At this point, one pauses to ask the question: Should we accept Edwards' particular theory of psychology as part of our doctrine of religious affections? Even granting Edwards' basic observation that Scripture enjoins love and hope and joy upon us, still and all, must we go further and accept that our affections are identical to exercises of the will?

I think not.

The glaring absence in Edwards' description of religious affections is the role of faith. Nowhere mentioned by name, faith is the anti-elephant in Edwards' room of affections. Is faith one of the religious affections? If not, then is it not an action of the will? Or is faith prior to all of these affections? Surely faith is a part of true religion?!

And this omission is notable because the Shorter Catechism speaks of the work of the Spirit in this way:

Q. 30. How doth the Spirit apply to us the redemption purchased by Christ?
A. The Spirit applieth to us the redemption purchased by Christ, by working faith in us, and thereby uniting us to Christ in our effectual calling.

Q. 31. What is effectual calling?
A. Effectual calling is the work of God's Spirit, whereby, convincing us of our sin and misery, enlightening our minds in the knowledge of Christ, and renewing our wills, he doth persuade and enable us to embrace Jesus Christ, freely offered to us in the gospel.

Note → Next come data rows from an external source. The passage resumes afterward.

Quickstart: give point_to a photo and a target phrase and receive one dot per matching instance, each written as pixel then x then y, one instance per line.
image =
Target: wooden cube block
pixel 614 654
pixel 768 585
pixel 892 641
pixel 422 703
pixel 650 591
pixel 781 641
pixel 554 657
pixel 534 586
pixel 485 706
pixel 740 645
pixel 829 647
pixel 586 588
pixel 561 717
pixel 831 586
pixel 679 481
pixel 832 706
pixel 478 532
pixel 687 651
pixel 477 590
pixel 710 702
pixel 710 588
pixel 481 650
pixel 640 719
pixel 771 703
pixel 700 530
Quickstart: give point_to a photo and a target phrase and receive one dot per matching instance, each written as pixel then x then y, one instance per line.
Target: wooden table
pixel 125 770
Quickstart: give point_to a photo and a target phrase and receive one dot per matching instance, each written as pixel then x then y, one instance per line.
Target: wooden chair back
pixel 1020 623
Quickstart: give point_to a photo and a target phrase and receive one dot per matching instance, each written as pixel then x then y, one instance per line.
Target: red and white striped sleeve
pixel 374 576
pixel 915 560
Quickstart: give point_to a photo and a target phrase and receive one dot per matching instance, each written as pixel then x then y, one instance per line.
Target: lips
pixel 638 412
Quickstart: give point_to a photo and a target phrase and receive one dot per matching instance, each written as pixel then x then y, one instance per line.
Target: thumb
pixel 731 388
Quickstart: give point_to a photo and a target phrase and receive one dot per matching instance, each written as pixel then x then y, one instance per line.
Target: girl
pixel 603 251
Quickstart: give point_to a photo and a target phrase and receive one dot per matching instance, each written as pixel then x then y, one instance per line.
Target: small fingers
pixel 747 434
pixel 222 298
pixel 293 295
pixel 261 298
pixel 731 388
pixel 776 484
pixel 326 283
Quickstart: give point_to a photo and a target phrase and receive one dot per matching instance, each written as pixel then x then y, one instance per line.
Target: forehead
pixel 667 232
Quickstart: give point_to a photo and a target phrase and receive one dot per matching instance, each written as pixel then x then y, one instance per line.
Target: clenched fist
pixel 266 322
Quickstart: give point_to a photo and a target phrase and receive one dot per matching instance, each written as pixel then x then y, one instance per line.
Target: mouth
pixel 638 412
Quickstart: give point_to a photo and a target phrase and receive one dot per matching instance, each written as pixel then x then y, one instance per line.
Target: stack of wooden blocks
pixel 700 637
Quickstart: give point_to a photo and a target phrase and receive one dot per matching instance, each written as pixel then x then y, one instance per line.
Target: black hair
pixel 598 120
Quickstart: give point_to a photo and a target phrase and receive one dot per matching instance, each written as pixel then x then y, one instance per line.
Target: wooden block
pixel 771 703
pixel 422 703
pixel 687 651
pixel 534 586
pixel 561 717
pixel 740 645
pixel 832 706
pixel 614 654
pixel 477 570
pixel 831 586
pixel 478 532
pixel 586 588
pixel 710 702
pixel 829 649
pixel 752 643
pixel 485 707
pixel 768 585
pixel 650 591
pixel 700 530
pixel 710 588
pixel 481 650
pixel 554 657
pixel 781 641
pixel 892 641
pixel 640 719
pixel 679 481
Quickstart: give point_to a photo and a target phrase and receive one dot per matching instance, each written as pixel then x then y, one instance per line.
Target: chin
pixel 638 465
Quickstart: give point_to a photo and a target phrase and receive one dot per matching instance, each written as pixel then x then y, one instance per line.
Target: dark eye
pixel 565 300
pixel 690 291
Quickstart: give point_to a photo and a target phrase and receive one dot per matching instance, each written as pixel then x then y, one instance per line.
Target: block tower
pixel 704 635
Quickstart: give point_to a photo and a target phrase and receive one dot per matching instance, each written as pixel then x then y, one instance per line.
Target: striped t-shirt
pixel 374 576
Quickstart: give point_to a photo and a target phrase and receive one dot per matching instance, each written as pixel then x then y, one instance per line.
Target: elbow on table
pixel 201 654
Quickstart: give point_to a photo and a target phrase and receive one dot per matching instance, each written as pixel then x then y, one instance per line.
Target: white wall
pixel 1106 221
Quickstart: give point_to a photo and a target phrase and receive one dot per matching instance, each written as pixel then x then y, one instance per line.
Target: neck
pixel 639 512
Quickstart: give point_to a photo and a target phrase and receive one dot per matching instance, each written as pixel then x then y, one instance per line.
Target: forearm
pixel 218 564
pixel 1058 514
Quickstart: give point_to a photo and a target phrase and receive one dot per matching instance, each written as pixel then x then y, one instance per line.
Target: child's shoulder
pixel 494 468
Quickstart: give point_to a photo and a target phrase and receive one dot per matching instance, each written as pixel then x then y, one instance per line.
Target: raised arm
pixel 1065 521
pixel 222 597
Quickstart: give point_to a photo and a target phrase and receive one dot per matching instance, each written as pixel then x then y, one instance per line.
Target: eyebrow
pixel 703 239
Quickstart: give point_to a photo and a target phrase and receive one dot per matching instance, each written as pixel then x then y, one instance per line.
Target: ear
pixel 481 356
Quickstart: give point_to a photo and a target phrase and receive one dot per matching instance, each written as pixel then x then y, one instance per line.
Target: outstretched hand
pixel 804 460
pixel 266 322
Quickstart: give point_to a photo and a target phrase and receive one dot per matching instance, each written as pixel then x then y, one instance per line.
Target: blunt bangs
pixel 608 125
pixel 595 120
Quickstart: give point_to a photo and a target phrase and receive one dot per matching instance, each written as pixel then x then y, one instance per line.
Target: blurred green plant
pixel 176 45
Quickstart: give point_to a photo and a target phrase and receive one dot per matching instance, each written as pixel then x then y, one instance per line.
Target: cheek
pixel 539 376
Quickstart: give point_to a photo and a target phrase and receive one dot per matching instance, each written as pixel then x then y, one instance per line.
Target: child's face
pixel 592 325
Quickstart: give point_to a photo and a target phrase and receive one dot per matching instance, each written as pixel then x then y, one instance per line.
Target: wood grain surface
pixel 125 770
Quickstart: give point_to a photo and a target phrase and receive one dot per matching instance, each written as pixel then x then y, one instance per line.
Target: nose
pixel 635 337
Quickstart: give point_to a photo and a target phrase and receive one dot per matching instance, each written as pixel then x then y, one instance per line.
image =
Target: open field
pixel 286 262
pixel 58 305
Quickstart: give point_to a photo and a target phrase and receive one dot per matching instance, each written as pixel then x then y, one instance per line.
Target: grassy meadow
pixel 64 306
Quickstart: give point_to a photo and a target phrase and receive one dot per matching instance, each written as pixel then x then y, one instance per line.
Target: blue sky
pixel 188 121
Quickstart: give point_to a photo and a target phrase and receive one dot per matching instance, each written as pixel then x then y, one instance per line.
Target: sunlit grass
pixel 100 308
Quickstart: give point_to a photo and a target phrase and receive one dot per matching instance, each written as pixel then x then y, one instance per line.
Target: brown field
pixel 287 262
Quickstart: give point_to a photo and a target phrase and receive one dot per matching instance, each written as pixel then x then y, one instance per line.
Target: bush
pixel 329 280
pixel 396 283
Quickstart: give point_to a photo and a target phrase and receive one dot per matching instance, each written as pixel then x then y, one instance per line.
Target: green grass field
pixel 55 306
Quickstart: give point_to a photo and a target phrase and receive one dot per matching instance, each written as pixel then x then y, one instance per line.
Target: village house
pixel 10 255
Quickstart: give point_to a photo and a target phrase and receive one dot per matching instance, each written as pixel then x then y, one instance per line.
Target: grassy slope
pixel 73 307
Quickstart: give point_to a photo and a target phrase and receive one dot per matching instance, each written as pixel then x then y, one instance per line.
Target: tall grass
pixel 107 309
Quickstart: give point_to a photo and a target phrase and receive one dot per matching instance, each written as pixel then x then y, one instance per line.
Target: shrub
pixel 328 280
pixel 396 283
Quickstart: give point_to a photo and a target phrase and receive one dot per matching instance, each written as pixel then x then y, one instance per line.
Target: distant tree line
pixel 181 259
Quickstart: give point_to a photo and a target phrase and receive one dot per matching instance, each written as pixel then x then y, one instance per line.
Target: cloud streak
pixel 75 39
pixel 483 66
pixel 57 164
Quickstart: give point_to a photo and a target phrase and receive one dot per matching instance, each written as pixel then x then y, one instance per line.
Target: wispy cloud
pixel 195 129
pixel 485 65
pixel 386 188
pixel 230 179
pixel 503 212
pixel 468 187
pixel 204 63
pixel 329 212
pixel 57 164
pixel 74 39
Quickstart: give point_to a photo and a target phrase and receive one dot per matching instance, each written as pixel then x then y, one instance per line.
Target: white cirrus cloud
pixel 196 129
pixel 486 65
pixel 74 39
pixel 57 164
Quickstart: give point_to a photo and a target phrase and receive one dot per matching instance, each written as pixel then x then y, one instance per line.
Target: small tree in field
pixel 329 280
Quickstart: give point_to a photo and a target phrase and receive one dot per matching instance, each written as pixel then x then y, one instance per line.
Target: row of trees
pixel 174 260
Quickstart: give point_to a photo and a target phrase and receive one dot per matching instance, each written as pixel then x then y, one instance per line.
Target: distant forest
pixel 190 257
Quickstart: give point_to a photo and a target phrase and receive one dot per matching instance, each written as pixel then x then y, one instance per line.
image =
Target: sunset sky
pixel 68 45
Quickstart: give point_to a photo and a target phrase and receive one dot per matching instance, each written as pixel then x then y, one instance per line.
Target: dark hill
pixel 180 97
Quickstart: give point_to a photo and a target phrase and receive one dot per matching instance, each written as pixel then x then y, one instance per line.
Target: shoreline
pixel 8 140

There it is: the work of the Spirit on our wills is to persuade us to embrace Christ; that is, to work faith in us. Faith would therefore seem to be, on Edwards' account, a motion of the will -- and yet it is absent.

So the question now is, why did Edwards omit faith? What does he mean by it?

Two points help us sort out the puzzle. First, the purpose of Religious Affections is to help the reader sort out evidences. Faith is ultimately invisible, and Edwards is clear that he is not providing us with a rule by which one may infallibly read the heart of another (RA 262-263, Section III preface). So part of our answer is that faith is simply not an outwardly expressible affection. It is outside the scope of Edwards' question. Though faith is an exercise of the will, it is not an affection in the sense in which he is speaking.

This is confirmed by a read through Edwards' Justification by Faith Alone. In this piece, it becomes obvious that Edwards does not see the affections as salvific, but as fruits of a salvation that is acquired by faith alone, apart from any virtue in us.

But why then does Edwards make holy affections the very definition of True Religion? Clearly he understands that faith is central to our justification? What is doing?

And here, we are stymied for a simple reason. Edwards assumes that his reader already has a clear idea of what "True Religion" is supposed to mean! As careful as he is to define "affections", he gives us no inkling as to what "true religion" means, other to say that it consists of holy affections.

Putting all this together charitably, it seems safe to say that "true religion" is supposed to be something like "the fruit of genuine faith."

But the omission of faith, not merely in justification but also in the ongoing Christian life, is a profound flaw in Edwards' account. It goes to the heart of the Halfway Covenant controversy and the perennial Puritan question of "Am I really, really, really, really, really really saved?" What does one do if one assesses oneself to believe the Gospel, but not be practicing true religion as expressed by "vigorous" (i.e., will-influencing) affections? Edwards gives no answer.